Systemische Kinder- und Jugendhilfe im Dialog II


Systemische Kinder- und Jugendhilfe im Dialog II:

„Resilienz – Münchhausens Kräfte erkennen und stärken“ am 25.11.2009 in Schwerte

Zum 2. Mal in diesem Jahr veranstaltete die Fachgruppe Systemische Kinder- und Jugendhilfe der DGSF, (Arbeitsgruppe NRW) in der Schwerter Rohrmeisterei eine Vortragsveranstaltung mit anschließender Diskussion, diesmal zum Thema „Resilienz – Münchhausens Kräfte erkennen und stärken“. Frau Prof. Dr. Nicolai von der ev. Hochschule Ludwigsburg, eine ausgewiesene Kennerin der Materie, die selbst über vielfältige Praxiserfahrungen in der Kinder- und Jugendhilfe verfügt, konnte für den Abend als Referentin gewonnen werden.
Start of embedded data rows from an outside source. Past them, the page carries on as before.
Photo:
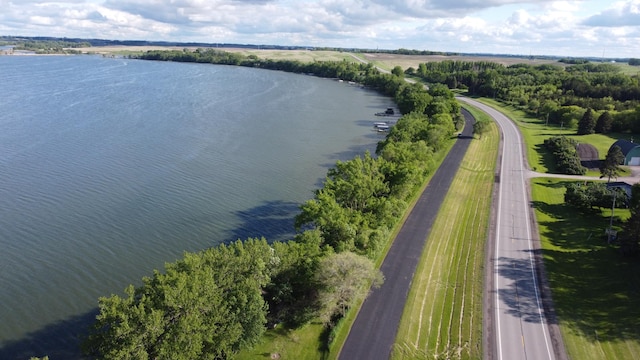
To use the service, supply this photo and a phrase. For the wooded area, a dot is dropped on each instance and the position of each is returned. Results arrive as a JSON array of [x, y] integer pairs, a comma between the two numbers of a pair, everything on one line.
[[558, 94], [213, 303]]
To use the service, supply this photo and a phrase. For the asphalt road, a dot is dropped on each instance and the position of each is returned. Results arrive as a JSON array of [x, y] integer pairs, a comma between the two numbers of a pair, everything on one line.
[[520, 322], [374, 331]]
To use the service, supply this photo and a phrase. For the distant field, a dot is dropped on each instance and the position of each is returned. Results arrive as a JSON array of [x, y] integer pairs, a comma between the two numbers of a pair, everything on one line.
[[442, 318], [384, 60], [406, 61]]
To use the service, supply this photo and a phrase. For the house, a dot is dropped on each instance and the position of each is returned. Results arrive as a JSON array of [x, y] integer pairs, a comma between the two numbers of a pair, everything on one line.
[[630, 150]]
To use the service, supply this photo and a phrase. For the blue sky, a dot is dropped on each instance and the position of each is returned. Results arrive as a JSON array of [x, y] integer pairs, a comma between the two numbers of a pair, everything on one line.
[[523, 27]]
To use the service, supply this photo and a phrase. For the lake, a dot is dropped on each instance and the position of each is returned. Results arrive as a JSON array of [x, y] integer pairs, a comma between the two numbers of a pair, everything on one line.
[[110, 168]]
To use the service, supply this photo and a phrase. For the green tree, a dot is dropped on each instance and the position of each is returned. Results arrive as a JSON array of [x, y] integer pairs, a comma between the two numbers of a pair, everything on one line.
[[208, 305], [291, 294], [587, 123], [630, 240], [610, 167], [397, 71], [344, 278], [412, 98]]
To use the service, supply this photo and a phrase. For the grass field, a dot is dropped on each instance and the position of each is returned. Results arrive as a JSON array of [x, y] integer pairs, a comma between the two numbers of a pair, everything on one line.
[[596, 291], [443, 314], [535, 132]]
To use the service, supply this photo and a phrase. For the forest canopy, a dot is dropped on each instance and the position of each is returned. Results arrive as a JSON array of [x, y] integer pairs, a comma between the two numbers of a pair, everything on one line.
[[213, 303]]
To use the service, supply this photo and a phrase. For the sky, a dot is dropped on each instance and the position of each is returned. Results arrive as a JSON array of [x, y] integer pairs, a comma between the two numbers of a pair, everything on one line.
[[589, 28]]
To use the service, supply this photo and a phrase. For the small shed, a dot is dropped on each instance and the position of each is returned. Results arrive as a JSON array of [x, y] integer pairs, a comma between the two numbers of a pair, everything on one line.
[[630, 150]]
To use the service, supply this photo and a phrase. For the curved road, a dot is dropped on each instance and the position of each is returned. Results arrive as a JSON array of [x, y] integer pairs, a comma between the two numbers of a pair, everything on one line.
[[517, 325], [374, 331]]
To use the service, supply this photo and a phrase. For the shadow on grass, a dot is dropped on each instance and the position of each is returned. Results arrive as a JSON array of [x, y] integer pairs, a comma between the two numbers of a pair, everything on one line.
[[60, 340], [546, 157], [596, 291]]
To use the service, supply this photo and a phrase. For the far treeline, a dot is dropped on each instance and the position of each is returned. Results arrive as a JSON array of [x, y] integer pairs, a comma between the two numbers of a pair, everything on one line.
[[560, 95], [214, 303]]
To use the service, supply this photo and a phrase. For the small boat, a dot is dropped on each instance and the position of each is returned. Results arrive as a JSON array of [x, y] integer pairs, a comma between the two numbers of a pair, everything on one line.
[[388, 112]]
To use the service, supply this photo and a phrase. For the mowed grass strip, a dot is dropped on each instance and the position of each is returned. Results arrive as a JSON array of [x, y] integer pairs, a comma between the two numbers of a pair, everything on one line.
[[596, 291], [443, 314]]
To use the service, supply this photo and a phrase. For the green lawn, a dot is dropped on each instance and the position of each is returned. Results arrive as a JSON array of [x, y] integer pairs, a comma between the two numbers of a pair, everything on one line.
[[535, 131], [443, 313], [596, 291]]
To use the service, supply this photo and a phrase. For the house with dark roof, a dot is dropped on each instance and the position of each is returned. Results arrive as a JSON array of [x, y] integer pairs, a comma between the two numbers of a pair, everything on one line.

Klaus-Peter Langner, einer der Mitwirkenden in der Fachgruppe, konnte über 150 interessierte Zuhörerinnen und Zuhörer begrüßen. Aus Köln war der Geschäftsführer der DGSF, Bernhard Schorn, angereist, überbrachte die Grüße des Vorstandes der DGSF, stellte die DGSF kurz vor, betonte die Bedeutung der Fachgruppe „Kinder- und Jugendhilfe“ in der DGSF und berichtete über die berufspolitischen Stellungnahmen, die von der DGSF in der letzten Zeit in den aktuellen Diskursen bundesweit abgegeben wurden.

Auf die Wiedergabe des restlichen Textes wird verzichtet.